Wednesday, October 22nd, 2008 07:24 am (UTC)
At the risk of perpetuating this analogy war, your example is still flawed. Nobody deliberately sets out to get their head kicked in, either. If you really have to make the comparison, deliberately provoking violence is more similar in intent to deliberately provoking sexual interest.

However THIS IS DUMB. Let's stop now.
Wednesday, October 22nd, 2008 11:10 pm (UTC)
But! But!...

ok :)

(I'm still not sure I got my actual point across, but since it was a very small point, and is HUGELY distracting from my main argument, I'm going to let it go)
Wednesday, October 22nd, 2008 07:08 am (UTC)
No. Nice straw man, though.

I compared the posturing and bravado some people show just before geting assaulted to the deception and duplication some people engage in before being assaulted.

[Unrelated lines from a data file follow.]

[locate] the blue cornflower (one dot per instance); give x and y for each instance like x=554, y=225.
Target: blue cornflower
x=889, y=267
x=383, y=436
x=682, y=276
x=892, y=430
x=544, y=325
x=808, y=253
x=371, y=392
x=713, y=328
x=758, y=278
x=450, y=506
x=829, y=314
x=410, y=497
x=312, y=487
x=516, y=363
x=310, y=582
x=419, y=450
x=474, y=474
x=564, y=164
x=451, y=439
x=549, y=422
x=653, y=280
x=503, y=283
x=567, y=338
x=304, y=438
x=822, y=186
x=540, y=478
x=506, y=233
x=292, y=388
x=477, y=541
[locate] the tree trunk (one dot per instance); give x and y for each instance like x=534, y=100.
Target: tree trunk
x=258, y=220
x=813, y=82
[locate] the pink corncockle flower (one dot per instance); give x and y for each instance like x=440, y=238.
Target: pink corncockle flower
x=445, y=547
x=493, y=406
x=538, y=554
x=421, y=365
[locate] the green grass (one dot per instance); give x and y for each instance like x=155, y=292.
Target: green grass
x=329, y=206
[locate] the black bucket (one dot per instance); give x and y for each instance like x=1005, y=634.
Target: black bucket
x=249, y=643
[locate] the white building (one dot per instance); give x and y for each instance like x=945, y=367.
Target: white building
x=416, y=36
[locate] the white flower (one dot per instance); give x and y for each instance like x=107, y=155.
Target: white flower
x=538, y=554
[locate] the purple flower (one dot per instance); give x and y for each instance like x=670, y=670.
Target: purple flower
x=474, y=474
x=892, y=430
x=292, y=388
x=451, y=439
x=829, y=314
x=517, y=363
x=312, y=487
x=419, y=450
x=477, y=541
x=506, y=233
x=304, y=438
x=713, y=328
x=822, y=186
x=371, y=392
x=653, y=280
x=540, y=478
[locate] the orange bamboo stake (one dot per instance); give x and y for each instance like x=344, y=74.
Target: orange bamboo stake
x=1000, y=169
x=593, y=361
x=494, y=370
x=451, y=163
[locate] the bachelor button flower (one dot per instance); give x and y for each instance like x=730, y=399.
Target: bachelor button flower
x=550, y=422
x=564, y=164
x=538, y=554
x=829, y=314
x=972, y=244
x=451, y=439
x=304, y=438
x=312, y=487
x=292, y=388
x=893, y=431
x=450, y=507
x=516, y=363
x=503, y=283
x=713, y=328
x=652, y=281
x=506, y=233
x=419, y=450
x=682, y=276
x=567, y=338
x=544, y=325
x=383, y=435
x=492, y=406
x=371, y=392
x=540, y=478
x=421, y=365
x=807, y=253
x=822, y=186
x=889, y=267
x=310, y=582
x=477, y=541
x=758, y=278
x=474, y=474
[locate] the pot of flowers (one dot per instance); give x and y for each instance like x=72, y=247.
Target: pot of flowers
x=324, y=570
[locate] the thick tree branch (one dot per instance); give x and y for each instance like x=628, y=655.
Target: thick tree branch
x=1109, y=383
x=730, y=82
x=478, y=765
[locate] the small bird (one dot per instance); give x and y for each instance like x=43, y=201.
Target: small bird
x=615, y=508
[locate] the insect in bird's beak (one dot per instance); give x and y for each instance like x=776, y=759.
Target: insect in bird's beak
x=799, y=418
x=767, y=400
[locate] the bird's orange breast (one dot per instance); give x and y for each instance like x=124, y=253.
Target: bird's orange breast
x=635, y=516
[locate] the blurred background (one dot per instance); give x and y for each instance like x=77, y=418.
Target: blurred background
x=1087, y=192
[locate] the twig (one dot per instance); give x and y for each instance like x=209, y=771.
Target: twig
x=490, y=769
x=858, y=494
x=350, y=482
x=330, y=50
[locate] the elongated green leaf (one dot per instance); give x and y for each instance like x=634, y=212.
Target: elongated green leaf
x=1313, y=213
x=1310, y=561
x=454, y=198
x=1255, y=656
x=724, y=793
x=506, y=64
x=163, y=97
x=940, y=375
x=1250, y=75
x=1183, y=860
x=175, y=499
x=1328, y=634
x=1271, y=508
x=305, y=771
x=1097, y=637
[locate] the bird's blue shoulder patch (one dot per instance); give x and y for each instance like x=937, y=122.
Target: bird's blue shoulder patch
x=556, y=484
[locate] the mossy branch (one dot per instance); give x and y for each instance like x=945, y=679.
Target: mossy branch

Just in case you don't get it: no, I'm not saying it's OK to make someone a victim because you find them attractive.
Wednesday, October 22nd, 2008 07:24 am (UTC)
sorry, I didn't mean "duplication" I meant duplicitousness.
Wednesday, October 22nd, 2008 08:18 am (UTC)
Can you elaborate on what you mean by "deception and duplication"?
Wednesday, October 22nd, 2008 08:29 am (UTC)
Sure:

In general terms, I mean someone being misled and cheated.

Some examples would include:
- someone who pretends to enjoy your company only as long as you buy them drinks
- someone who pretends to be in distress or poverty get money
- someone who pretends to like you only so that they can later embarrass and mock you
Wednesday, October 22nd, 2008 08:31 am (UTC)
I'm reading a long, looooooong thread of "The victim is never to blame, BUT...."

Just leave out the but. It's not necessary. It weakens the point to the point of making it look like you _don't_ actually agree that the rape victim isn't to blame. It smacks of rape culture apologism. It's redolent of "I'm not a racist, BUT....", or "I'm not a sexist, BUT...."
Wednesday, October 22nd, 2008 08:35 am (UTC)
Ok, sure :P

This whole discussion started because I was objecting to sqbr's "but", using an easy-to-follow analogy:

"Men aren't to blame to getting bashed, just like women aren't to blame for get raped".

I certainly never equated rape with bashing. I haven't experienced either, and would be hard-put to say that one is worse than the other. We're not talking about a grope on the bum or few bruises here.